Friday, August 31, 2012

Colorado’s Personhood Initiative Fails

The Christofascists continue to push for "personhood" laws or state constitutional amendments aimed at outlawing all abortion under any circumstance and in the process also outlaw many forms of birth control and artificial insemination procedures.  It's all about imposing one extreme religious belief on all citizens in the state in question.  Fortunately, in Colorado the effort to get a personhood initiative failed.  At least for now.  Nonetheless, it ought to be a message to all, but women in particular, that the Christofascists are still gunning to take away people's rights and control of their own bodies.  A piece in Religion Dispatches looks at the Colorado effort.  Here are highlights:

Colorado’s fetal personhood ballot initiative petition failed to get enough valid signatures, and so the measure will not appear on the ballot, Colorado Secretary of State Scott Gessler announced this morning.


According to the Denver Post, some of the signatures were deemed invalid, so the petition was found to have only 85,800 valid signatures—305 signatures short of the required 86,105. Jennifer Mason, speaking for Personhood Colorado, said that the group has hired an election attorney and is confident the measure will still appear on the ballot. (Ms. Mason is also the Communications Director for Personhood USA, the Colorado-based umbrella group coordinating the state personhood efforts.)

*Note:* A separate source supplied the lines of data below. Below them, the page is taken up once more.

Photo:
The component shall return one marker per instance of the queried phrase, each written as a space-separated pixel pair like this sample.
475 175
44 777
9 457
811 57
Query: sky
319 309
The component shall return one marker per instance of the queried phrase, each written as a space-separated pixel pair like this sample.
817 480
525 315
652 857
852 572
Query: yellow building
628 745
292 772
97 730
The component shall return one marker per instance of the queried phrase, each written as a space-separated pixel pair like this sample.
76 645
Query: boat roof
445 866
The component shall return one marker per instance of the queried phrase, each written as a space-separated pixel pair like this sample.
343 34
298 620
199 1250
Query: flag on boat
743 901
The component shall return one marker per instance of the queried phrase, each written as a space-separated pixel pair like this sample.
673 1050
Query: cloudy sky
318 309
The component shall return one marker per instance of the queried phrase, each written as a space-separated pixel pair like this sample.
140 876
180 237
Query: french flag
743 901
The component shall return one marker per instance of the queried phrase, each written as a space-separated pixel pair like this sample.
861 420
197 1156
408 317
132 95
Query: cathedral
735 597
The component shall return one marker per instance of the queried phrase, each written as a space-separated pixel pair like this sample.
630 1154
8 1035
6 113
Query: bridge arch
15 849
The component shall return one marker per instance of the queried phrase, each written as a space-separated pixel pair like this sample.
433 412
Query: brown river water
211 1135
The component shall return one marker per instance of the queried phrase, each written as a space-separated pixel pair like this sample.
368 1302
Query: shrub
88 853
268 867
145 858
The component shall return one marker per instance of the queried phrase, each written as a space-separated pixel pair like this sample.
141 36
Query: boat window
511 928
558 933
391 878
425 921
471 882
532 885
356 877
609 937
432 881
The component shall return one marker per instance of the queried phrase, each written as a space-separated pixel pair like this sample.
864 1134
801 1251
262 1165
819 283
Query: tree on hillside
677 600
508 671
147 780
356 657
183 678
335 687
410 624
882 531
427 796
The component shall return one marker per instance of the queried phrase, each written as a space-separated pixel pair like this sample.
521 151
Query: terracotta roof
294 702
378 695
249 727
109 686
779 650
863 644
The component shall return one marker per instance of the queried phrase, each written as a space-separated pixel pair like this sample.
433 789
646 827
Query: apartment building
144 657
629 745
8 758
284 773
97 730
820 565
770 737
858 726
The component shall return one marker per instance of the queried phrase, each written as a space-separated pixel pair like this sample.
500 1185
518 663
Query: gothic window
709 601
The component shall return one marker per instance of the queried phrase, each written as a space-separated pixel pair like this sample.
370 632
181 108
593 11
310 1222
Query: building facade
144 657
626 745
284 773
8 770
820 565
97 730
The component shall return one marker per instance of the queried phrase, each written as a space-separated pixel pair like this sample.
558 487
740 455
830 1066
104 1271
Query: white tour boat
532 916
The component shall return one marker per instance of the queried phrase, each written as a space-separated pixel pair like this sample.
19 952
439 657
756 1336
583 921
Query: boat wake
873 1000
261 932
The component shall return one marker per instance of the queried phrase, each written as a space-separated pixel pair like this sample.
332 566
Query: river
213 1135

The amendment’s text would make it illegal to intentionally kill “any innocent person”—with “person” defined as “every human being regardless of the method of creation,” and “human being” defined as “a member of the species homo sapien at any stage of development.”

But the proposed text doesn’t define what to my theological ears is the more provocative term: “innocent.”
Presumably, its use here is meant to do several things: (1) portray the fetus as an agent with moral standing, one in need of protection; (2) allow for the taking of guilty human life (since many social conservatives support the death penalty while also being opposed to abortion); and (3) contrast the innocence of the fetus with the guilt of the father. Indeed, on the last point, the amendment draws this contrast specifically: “No innocent child created through rape or incest shall be killed for the crime of his or her father.”

But notice, where rape and incest are concerned, it is only the fetus’ innocence that’s stipulated. 

See, if I were talking about the innocent people injured by rape, I would eventually consider the person who was raped.  .   .  .  .    So is that woman “innocent,” on the personhood movement’s terms?  .  .  .  .  Or, alternately, is she sorta innocent, but not to such a degree that she should be spared having to endure a pregnancy? 

What strikes me most about the conservative extremists who back bills such as this one are usually one and the same with those who want to slash funding for the poor, including children.  The worship the fetus in the womb, but once the fetus is born and becomes a child, they throw that child to the curb.  I simply do not get the mindset.